I managed to get my left elbow under me, relieved to find it still worked. My right? Pretty much a big flopping dick. Fucking A. I grimaced. “I’m right here.”

  “Thanks to Indigo,” came a low, even voice. Tashi. “Doc says you were shitclose to an incineration.”

  “Doc?” I squinted up at Indigo. “What doc?”

  “Local,” he said tersely. “Not good enough for anything but a diagnostic and a splint. Barely agreed to do that after seeing you.”

  I sighed. No repair for me. And I was too tired for this fuckery. Letting myself fall back into Muerte’s lap, I closed my eyes and muttered, “Thank you for saving me, Indigo Koupra, you god among linkers and incredible specimen of manliness.”

  “Asshole.”

  But something in those two syllables, something just faintly there under the salt, made me wonder if he’d be fighting one of those smirks if I opened my eyes.

  So I didn’t. Better, I thought hazily, that I didn’t know.

  I probably drifted off again. I can’t imagine I didn’t. My whole body was focused on healing, every nano pushed to the breaking point. I’d meant to rescue Indigo, and he’d saved my ass instead. Absolute opposite of our last run, where he’d tried to save me and I’d turned the district upside down to drag him out.

  I’d fought off waves of flesh-crawling necros. He only fought off a couple MetaCorp enforcers.

  I’d take that win all the way to the grave.

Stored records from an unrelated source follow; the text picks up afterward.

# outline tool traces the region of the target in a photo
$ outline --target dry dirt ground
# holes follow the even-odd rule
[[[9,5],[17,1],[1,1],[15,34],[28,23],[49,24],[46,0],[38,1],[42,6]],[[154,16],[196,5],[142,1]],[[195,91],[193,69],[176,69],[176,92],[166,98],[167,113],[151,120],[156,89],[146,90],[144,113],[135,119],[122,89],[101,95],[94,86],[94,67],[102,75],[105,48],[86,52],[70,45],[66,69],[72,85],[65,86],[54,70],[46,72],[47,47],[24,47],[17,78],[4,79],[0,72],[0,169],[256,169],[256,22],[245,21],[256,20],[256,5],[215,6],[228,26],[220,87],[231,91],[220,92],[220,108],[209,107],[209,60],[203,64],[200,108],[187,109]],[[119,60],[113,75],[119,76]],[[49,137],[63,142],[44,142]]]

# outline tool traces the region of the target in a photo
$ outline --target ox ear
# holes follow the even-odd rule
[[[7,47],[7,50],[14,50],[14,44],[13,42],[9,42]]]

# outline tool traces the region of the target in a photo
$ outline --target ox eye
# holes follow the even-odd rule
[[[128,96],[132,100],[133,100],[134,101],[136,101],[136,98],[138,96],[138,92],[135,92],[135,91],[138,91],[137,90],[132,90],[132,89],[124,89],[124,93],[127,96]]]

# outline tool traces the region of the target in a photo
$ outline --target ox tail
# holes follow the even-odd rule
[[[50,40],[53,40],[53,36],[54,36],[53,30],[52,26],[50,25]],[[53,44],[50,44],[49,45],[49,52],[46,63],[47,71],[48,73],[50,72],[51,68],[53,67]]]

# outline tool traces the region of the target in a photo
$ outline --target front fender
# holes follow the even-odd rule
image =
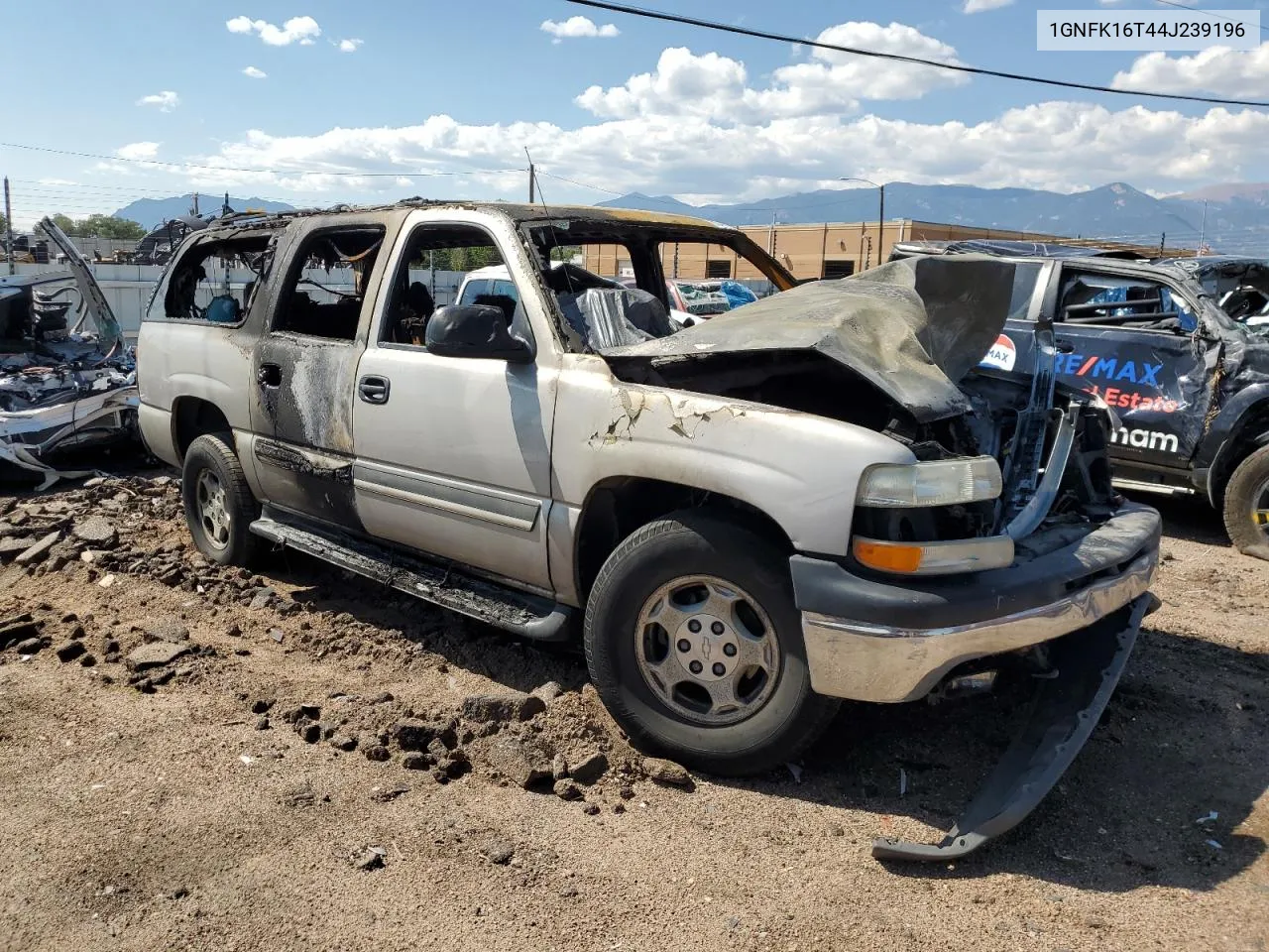
[[[739,499],[794,548],[846,555],[855,486],[873,463],[910,463],[901,443],[822,416],[565,369],[556,410],[556,498],[581,506],[633,476]]]

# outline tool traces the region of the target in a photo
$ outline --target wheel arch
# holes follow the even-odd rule
[[[711,509],[793,552],[788,533],[758,506],[735,496],[646,476],[609,476],[586,494],[572,541],[574,584],[581,604],[608,556],[650,522],[684,509]]]
[[[233,428],[221,407],[203,397],[176,397],[171,405],[171,444],[176,447],[179,458],[184,459],[189,444],[206,433],[223,435],[230,448],[237,452]]]
[[[1246,406],[1226,405],[1208,433],[1208,439],[1217,440],[1207,475],[1207,498],[1216,509],[1225,504],[1225,487],[1239,465],[1269,444],[1269,385],[1258,385],[1255,390],[1260,391],[1258,399]],[[1223,425],[1222,418],[1226,418]]]

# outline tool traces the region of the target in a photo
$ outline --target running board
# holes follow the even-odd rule
[[[1100,622],[1049,642],[1056,677],[1037,680],[1030,713],[1000,763],[940,843],[873,840],[877,859],[945,863],[1011,830],[1053,788],[1096,727],[1137,641],[1159,607],[1146,593]]]
[[[1165,496],[1193,496],[1198,490],[1192,486],[1169,486],[1165,482],[1146,482],[1145,480],[1123,480],[1118,476],[1110,480],[1110,485],[1117,489],[1128,489],[1137,493],[1159,493]]]
[[[567,641],[572,609],[548,598],[518,592],[386,546],[339,538],[321,529],[284,522],[266,513],[251,532],[278,547],[315,556],[341,569],[405,592],[450,612],[533,641]]]

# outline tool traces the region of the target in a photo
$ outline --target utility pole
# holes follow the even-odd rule
[[[886,185],[877,187],[877,264],[881,264],[883,253],[882,240],[886,228]]]
[[[9,273],[13,274],[16,270],[16,265],[13,261],[13,206],[9,203],[9,176],[4,176],[4,228],[5,239],[9,242]]]
[[[857,175],[846,175],[846,176],[839,178],[838,182],[863,182],[864,184],[872,185],[874,189],[877,189],[877,264],[881,264],[881,255],[882,255],[881,242],[882,242],[882,239],[886,236],[884,235],[884,228],[886,228],[886,185],[878,184],[878,183],[873,182],[872,179],[860,179]],[[862,227],[860,227],[860,231],[863,231]]]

  At least I’d gotten some decent help here. The first thing I realized as my eyes opened was that I didn’t hurt nearly as badly as before. Second was that I hadn’t died. So, that was solid.

  I pushed myself to a sitting position, pleased when my right arm obeyed without too much complaint. I still had a right arm; guess I didn’t have to burn everything down. This time. The splint had been removed, laying bare the carnage left behind. The meat was still knitting, splicing itself back together as my recharged nanos wove everything into place. New skin carved up sections of my tattoos, creating canyons of tender, too-pink flesh.